| I was one of those school kids who is always organising the
school dances, the fete stalls, the annual house music drama
festivals, – all the fun things!.
>By the
time I had finished university I was earning a living running
weekend dance parties, booking acts into nightclubs, and running
a restaurant.
One of
the bands I booked in the early 70’s was “Hush”.
They asked me to negotiate their first record deal and thus
a career commenced.
Over the
next 15 years I managed the careers of Hush, Marcia Hines,
Mark Holden, Jon English, Billy Field, Sharon O’Neill,
Richard Clapton, Marc Hunter and a host of other 70’s
and 80’s recording icons. Thirty-three years after we
started, I continue to manage Marcia Hines.
From 1972
to 1987 I made a lot of good friends, led an appalling lifestyle
and toured the world.
Astonishingly,
somehow, we also managed to produce an average, each year,
of 700 performances. It well prepared me for the evolution,
as I headed to the ripe old age of 35, of moving on from artist
management.
By the
early 80’s we had branched out into concert promotion,
including the two Narara Festivals in ’83 and ’84,
and then John Quayle from the Australian Rugby League asked
me to produce the Grand Final entertainment for the emerging
National competition. This moved very quickly to include State
of Origin games and Friday Night Football. Suddenly I was
producing not managing.
The music
business has always been very good to me.
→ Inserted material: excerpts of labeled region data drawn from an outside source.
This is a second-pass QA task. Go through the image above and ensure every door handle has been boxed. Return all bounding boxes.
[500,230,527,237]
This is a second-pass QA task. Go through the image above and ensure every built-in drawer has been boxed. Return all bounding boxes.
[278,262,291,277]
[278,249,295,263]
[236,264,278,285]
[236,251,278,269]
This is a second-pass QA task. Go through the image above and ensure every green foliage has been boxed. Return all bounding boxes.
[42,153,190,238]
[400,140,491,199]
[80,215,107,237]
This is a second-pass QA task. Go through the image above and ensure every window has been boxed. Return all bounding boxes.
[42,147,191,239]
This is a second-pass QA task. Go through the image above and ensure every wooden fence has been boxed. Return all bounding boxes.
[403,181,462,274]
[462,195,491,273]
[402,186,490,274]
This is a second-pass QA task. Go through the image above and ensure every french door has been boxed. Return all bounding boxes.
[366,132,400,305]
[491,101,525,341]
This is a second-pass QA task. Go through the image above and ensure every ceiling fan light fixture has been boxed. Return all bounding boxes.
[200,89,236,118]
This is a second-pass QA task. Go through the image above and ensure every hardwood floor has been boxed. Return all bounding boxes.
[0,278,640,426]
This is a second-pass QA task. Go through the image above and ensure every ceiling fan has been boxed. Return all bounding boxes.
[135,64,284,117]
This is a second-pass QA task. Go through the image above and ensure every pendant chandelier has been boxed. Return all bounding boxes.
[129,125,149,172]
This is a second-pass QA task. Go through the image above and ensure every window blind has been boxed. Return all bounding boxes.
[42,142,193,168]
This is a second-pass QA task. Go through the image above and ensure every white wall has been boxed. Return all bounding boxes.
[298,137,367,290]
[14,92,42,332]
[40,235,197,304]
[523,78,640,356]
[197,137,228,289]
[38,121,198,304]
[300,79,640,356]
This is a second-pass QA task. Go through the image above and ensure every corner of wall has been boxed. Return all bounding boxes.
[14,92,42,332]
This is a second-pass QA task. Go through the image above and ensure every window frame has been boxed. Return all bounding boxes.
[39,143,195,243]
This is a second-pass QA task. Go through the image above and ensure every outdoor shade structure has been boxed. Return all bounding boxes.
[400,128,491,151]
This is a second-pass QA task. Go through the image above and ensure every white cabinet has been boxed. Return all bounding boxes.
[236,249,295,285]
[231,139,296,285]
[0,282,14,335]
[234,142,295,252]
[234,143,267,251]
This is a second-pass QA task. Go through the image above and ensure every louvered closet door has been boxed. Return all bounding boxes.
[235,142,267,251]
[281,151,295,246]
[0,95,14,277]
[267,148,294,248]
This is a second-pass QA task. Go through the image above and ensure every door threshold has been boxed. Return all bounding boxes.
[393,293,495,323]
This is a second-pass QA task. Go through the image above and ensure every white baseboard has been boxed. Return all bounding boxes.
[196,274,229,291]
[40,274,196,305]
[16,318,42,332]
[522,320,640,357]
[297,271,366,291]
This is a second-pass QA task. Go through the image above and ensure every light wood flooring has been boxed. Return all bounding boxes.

By 1985 I was on
the Board of ARIA and they, with some foresight, agreed to
my proposal for an annual Awards presentation to be called
“The ARIA Music Awards”. I was the Chairman and
Producer for the next 14 years.
The journey
from artist manager to producer was swift. Our client relationships
grew through the ‘80’s and ’90’s to
include the Toyota Motor Corporation, Lexus Australia, Price
Waterhouse, The Housing Industry Association, the Olympic
Co-ordination Authority (OCA), the Sydney Organising Committee
for the Olympic Games (SOCOG), St. George Bank, APRA, and
the Sydney Harbour Foreshore Authority (SHFA).
The skills of concert and theatrical production and the loyalty
and legend that went with rock ‘n roll management was
extended to new skills in video production, exhibition design,
script writing, segment production and those production skills
that are required to constantly deal with the demands of serious
business clients to whom failure is an unacceptable word.
By 2003,
the new world order was looking for a succession plan. After
a difficult period of soul searching and an even more difficult
period of negotiation, PRM was sold to the George P Johnson
Company of Detroit, Michigan.
I could
not have wished for a better parent body. The business has
grown, the resources available to us have quadrupled, the
staff and clients are happy and yet we remain exactly as we
were – independent, resourceful and committed.
And, I
wouldn’t have missed one day of it for quids!”